Nostalgici. Alcuni con un presente nelle istituzioni italiane; altri semplicemente, irriducibilmente, nostalgici. Il 29 aprile scorso si sono visti a Napoli, nella chiesa di San Ferdinando in piazza Trieste e Trento, la "chiesa degli artisti", per ricordare la morte di Benito Mussolini, ucciso dai partigiani nel 1945 a Giulino di Mezzegra, insieme all’amante Claretta Petacci, il 29 aprile. E dunque, "per il 68esimo anniversario della morte del Duce – lo racconta Marco Toriello sulle pagine de Il Mattino di Napoli – si è rinnovato l’ormai consueto appuntamento della messa in sua memoria, organizzata dal Raggruppamento nazionale combattenti e reduci della Repubblica sociale italiana". Circa cento, i partecipanti alla cerimonia religiosa: ex esponenti del Movimento Sociale Italiano, duri e puri ma anche personalità che ora sono nelle istituzioni, come il presidente del Consiglio provinciale Luigi Rispoli, (Fratelli d’Italia); il consigliere regionale campano del Pdl Luciano Schifone.

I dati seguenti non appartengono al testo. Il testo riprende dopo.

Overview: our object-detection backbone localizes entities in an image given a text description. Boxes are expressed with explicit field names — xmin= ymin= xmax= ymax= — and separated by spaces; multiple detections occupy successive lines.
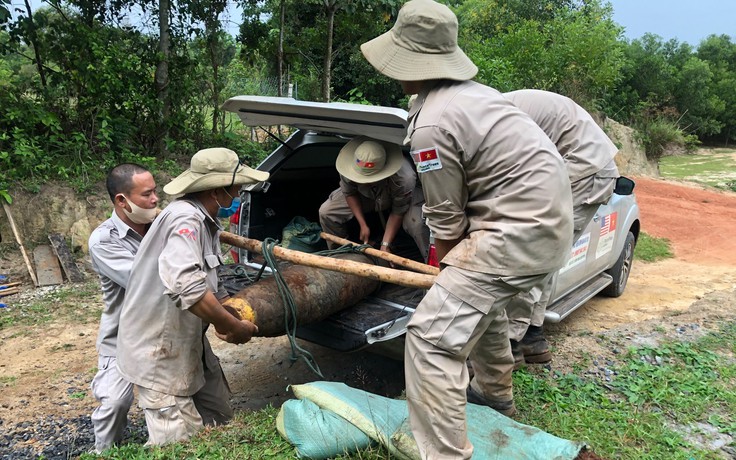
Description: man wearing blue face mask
xmin=118 ymin=148 xmax=268 ymax=445
xmin=89 ymin=163 xmax=158 ymax=453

Ma la parte più importante del racconto è riservata al prete che officiava la cerimonia: don Pasquale Silvestri. Scrive Il Mattino: "nella sua omelia si è lanciato in una sorta di riabilitazione del dittatore del ventennio fascista, ‘un grande politico e un buon cristiano', una figura che, nonostante le tante svolte e gli atti di abiura che si sono susseguiti negli ultimi vent’anni, evidentemente scalda ancora i cuori di tanti militanti di destra. Il sacerdote ha citato le parole di Mussolini, spiegando che ‘per dare leggi savie a un popolo bisogna essere anche un po’ artista'". Don Pasquale ha sostenuto, tra i reduci che sventolavano la bandiera di Salò, che il Duce "è stato promotore di leggi giuste e savie, volute e portate avanti da lui in prima persona, anche lui è stato un artista vero". Non è la prima volta che accade una cosa del genere: qualche giorno fa nel Padovano era scoppiata una polemica per una iniziativa del genere. A Napoli, invece, nessuna voce dissonante. Nemmeno dalla Curia Arcivescovile.